同会長が渡欧した公式の目的は、ドイツ・デュッセルドルフの日本協会事務所の視察だった。欧州組が増え、今後もほとんどの代表選手が欧州クラブに所属することが予想されるため、同事務所をさらに充実させることなどを視野に入れている。国際サッカー連盟(FIFA)理事も務めており、FIFAから届いた欧州CL決勝(パリ近郊サンドニ)の招待にも応じ、さらに日本代表の元監督トルシエ氏に会って、02年ワールドカップ(W杯)日韓大会20周年記念イベントへの参加を確約。日本人選手が所属しているクラブも訪れるなど、1週間で、超ハードスケジュールをこなした。

その中でも、欧州に着いて真っ先に向かったのはサラエボだった。決められた公式日程より、オシムさんに感謝の気持ちを伝え、最後のあいさつを直接するのが、同会長にとって最も重要だった。

「オシムさんは、日本サッカーのことを本当に思ってくれたし、発展させようとしてくれた」

1週間前の葬儀に日本協会幹部を派遣したばかりだが、会長自らも足を運んだ。

自分なりの基準で筋を通す。
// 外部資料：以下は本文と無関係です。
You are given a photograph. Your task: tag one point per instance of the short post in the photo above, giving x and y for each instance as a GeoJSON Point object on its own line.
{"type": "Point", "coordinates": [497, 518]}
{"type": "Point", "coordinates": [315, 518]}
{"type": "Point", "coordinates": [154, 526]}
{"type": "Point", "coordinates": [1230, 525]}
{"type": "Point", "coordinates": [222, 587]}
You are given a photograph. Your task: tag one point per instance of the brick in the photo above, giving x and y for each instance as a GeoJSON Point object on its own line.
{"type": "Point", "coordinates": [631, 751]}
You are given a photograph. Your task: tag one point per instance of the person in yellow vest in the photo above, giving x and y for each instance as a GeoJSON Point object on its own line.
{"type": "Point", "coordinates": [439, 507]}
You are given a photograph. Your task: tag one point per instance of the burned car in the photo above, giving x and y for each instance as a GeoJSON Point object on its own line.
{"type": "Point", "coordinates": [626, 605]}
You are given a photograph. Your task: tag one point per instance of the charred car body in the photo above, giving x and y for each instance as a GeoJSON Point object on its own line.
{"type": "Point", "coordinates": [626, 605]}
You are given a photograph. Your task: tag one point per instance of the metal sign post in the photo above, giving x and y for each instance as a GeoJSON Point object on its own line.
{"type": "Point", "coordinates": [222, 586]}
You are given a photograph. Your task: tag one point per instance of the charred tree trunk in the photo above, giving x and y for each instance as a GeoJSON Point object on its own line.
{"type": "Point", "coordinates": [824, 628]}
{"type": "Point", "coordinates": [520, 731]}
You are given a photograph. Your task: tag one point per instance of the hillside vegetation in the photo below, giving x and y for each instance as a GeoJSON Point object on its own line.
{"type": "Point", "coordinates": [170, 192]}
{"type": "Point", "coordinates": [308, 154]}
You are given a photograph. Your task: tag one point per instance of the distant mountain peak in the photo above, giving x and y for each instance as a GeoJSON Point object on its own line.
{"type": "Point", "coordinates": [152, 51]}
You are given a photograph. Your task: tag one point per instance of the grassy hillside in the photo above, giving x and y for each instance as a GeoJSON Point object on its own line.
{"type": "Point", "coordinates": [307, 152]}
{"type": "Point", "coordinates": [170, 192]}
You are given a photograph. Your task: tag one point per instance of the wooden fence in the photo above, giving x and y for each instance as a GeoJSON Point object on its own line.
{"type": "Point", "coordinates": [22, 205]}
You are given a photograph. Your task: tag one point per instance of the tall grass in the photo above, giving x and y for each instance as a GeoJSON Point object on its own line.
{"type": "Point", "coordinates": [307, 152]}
思えば、W杯ロシア大会直前にハリルホジッチ監督を解任する際、同会長はフランスに向かい、同監督に会って直接事情を説明した。本来なら技術委員長や副会長など、部下を派遣しても何ら不思議はない。しかも怒りが極限に達している同監督への説明は、できれば避けたいところ。

田嶋会長は「技術委員長の西野さんは次期監督に内定していたし、やはり最終決断をした私が説明に行くべきだと思った。当時はハリルさんがあまりにも怒っていたため、まともな会話はできなかったけどね」。それから4年。モロッコ監督となった同監督とは4月1日のW杯カタール大会組み合わせ抽選会(ドーハ)で再会した。「もうハリルさんは怒ってなかったよ。握手もしてハグもしたよ。代表のこともいろいろ話したしね」。

同会長の誠意は、閉じていたハリルホジッチ監督の心を開いた。おそらく天国のオシムさんにも、感謝の気持ちは伝わったはずだ。【盧載鎭】

◆イビチャ・オシム 1941年5月6日、旧ユーゴスラビア(現ボスニア・ヘルツェゴビナ)サラエボ生まれ。ユーゴ代表として64年に東京五輪出場。引退後に指導者となり、86年にユーゴ代表監督に就任。90年W杯でストイコビッチ(元名古屋、現セルビア代表監督)らを擁し8強。その後シュトルム・グラーツ監督などを歴任。03年にJ1市原(現千葉)監督に就任。05年にナビスコ杯(現ルヴァン杯)優勝。06年7月に日本代表監督に就任。07年11月に脳梗塞で倒れ退任。その後は母国ボスニア・ヘルツェゴビナ協会の正常化などに尽力し、14年W杯での初出場を実現させた。家族はアシマ夫人と2男1女。今年5月1日に自宅のあるオーストリアのグラーツで死去、80歳。